The first hint, the thinnest clue, was the smell of smoke.
Focus shifts, and the whole class turns to watch
the shop teacher catch the scent of burning wood.
He sniffs the air, nostrils flaring, rises to his feet
and mutters cusses, blaming all and blaming none,
as he races past saws and lathes, past hammers and nails.

Students, unsure whether to follow, drum fingernails
on shop tables. But growing with the now thickened smoke are insistent, incessant bells of metallic warning, and none wait now. Elsewhere students check their watches
and file out of school, but in the shop panicked feet
pound out anarchy, clambering over the wood.
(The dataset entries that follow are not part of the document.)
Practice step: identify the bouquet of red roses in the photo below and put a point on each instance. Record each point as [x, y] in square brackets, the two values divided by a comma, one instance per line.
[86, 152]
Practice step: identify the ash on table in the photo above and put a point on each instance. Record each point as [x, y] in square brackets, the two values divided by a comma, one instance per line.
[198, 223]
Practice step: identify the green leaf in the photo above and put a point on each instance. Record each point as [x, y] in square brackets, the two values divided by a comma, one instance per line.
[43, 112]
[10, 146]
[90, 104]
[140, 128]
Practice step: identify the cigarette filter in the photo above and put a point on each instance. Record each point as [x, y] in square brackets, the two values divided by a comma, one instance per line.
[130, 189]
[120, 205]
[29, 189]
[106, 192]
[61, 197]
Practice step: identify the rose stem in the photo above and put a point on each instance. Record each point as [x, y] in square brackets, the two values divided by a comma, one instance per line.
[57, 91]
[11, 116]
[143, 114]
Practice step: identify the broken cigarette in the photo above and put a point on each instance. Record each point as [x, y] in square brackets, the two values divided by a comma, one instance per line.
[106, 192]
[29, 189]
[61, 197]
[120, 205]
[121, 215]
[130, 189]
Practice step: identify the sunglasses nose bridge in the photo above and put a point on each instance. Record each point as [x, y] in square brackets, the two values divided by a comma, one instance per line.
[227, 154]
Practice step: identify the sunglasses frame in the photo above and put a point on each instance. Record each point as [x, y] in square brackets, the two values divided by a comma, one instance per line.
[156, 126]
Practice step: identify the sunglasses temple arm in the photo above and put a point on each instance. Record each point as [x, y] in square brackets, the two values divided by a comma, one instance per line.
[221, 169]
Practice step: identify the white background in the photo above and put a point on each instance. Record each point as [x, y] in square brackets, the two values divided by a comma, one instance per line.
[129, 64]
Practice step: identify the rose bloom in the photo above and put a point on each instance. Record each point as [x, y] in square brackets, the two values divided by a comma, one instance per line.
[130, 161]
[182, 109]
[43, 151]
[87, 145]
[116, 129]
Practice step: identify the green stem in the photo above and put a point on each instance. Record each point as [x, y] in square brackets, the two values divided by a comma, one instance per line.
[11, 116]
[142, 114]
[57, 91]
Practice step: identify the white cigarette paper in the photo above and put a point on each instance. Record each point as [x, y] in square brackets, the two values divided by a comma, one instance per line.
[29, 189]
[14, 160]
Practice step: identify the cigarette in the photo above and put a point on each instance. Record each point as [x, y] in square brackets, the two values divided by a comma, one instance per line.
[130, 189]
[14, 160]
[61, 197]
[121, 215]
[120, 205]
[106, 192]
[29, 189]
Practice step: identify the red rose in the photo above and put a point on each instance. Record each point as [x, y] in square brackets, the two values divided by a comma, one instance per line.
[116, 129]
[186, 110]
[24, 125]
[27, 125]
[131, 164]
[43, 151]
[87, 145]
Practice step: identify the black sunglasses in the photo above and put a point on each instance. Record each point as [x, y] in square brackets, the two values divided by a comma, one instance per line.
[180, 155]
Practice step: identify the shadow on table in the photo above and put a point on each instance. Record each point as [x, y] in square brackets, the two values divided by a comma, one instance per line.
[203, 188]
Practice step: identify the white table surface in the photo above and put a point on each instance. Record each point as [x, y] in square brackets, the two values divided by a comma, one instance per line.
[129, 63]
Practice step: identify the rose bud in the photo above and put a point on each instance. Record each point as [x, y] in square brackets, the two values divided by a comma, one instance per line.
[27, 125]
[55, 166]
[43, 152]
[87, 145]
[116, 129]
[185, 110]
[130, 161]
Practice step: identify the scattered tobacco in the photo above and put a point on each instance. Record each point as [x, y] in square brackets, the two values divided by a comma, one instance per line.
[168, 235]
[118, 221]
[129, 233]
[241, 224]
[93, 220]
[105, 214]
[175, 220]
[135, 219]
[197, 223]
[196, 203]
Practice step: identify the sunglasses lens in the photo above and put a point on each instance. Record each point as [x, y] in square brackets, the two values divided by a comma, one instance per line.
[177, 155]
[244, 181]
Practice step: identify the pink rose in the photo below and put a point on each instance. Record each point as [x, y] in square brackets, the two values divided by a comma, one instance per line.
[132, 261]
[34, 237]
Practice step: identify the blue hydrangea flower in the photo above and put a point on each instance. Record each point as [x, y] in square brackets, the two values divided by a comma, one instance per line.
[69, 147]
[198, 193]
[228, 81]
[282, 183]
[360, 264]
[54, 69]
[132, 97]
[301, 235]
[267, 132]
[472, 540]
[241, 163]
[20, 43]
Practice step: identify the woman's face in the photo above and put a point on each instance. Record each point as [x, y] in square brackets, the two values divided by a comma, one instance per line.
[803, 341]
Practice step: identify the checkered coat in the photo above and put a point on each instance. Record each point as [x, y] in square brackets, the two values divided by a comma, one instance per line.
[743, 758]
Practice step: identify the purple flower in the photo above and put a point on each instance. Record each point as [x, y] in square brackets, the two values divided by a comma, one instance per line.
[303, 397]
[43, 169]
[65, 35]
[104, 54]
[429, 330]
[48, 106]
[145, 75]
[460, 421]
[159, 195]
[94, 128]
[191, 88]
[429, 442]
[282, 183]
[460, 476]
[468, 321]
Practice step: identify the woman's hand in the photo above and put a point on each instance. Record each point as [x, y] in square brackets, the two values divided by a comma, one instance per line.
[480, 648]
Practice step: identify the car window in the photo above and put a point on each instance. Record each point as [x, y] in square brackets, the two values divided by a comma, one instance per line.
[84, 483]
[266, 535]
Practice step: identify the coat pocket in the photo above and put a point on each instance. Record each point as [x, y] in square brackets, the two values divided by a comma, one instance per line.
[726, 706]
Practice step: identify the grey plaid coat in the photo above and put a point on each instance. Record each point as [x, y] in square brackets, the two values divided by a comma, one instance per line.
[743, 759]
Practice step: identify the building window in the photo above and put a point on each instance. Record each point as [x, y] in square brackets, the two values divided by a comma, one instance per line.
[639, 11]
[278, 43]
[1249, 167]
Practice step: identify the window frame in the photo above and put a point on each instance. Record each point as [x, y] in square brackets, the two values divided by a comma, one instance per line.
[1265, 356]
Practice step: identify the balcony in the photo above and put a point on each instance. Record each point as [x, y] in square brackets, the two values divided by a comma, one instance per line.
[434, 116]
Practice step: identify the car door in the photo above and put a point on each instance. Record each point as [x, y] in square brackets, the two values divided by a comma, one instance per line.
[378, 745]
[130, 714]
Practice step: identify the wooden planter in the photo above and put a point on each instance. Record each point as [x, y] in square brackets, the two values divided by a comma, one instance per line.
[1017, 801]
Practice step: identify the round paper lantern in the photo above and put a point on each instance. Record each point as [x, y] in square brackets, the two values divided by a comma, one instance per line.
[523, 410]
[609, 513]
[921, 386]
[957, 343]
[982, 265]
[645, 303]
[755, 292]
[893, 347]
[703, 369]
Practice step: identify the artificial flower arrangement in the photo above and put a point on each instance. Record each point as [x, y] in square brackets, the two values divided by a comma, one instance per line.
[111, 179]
Their coffee tables and gun racks never would
be varnished and carted home, for past the boxes of nails
and stacks of pine, flames climbed several feet
up the wall. Somewhere within the acrid smoke
curses and a fire extinguisher honk. No one watches
from door or window to see if he emerges. None.

Minutes pass. The shop teacher hears none
of the sirens. Dropping the useless tank, he breathes in wood
as gas, an alchemy of ash and pitch. He stands watch
now, cornered by flame, just beyond the nails
and hardware bins. He hears above him in the smoke
the crack of roofbeams. He stares blankly at his inert feet.

Heat like the hand of a merciless god takes his feet
from under him. Fire ignites cans of varnish. None
of this can be salvaged, he thinks. The indifferent gods of smoke
and fire will take all. His flesh, like the costly hardwoods,
like the stores of mahogany and walnut, will burn brightly. The nails
in the projects will emerge from the sifted ashes, like his ring and watch.

Men soak nearby rooftops, contain the fire and watch
for embers that float skyward. No heroic feat
can save the shop. Or the teacher. "Hard as nails,
he was," the fireside eulogy begins in earnest. "None
of that touchy-feely teaching from that man. Wood
was what he loved." A fireman lights up a smoke.

The closed casket was nailed shut, eight feet
of burled mahogany wood, stained the color of smoke.
Inside: his remains, recognizable to none. And a ring, and a watch.